(this issue is discovered when UBSAN is enabled)
On version 22.214.171.12480206 and master branch of binutils:
there is an unchecked strnlen operation, which could be triggered by the POC below.
As shown in line 1201, the first parameter ("name") of strnlen could be manipulated by the input file.
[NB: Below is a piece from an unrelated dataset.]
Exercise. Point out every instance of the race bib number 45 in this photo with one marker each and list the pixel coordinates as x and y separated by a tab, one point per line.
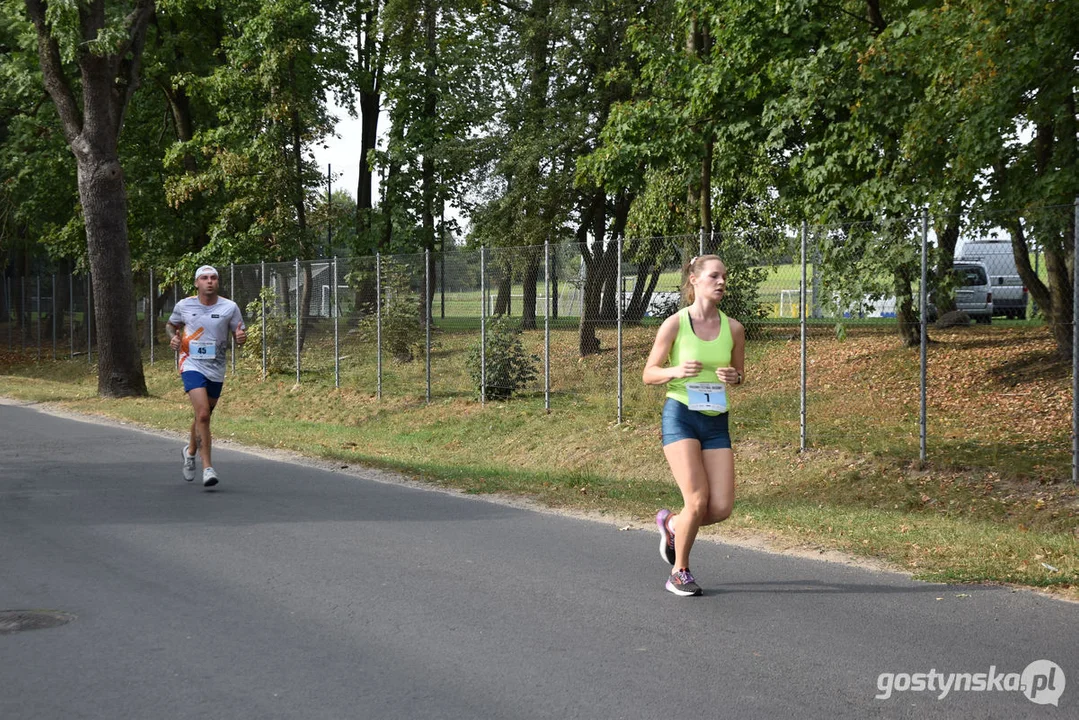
203	349
707	396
When "name" is NULL and the second parameter is larger than NULL, the program would fail with segmentation fault.
1174 static char *
1175 bfd_get_debug_link_info_1 (bfd *abfd, void *crc32_out)
1199 name = (char *) contents;
1200 /* PR 17597: avoid reading off the end of the buffer. */
1201 crc_offset = strnlen (name, bfd_get_section_size (sect)) + 1;
1202 crc_offset = (crc_offset + 3) & ~3;
./src/bfd/opncls.c:1201:16: runtime error: null pointer passed as argument 1, which is declared to never be null
To reproduce the issue, run: ./bin/nm -A -a -l -S -s --special-syms --synthetic --with-symbol-versions -D $POC
The master branch has been updated by Nick Clifton <firstname.lastname@example.org>:
Author: Nick Clifton <email@example.com>
Date: Tue Feb 6 15:48:29 2018 +0000
Prevent attempts to call strncpy with a zero-length field by chacking the size of debuglink sections.
* opncls.c (bfd_get_debug_link_info_1): Check the size of the
section before attempting to read it in.
Thanks for reporting this bug.
I have applied a small patch to check the size of the debuglink sections before attempting to load their contents.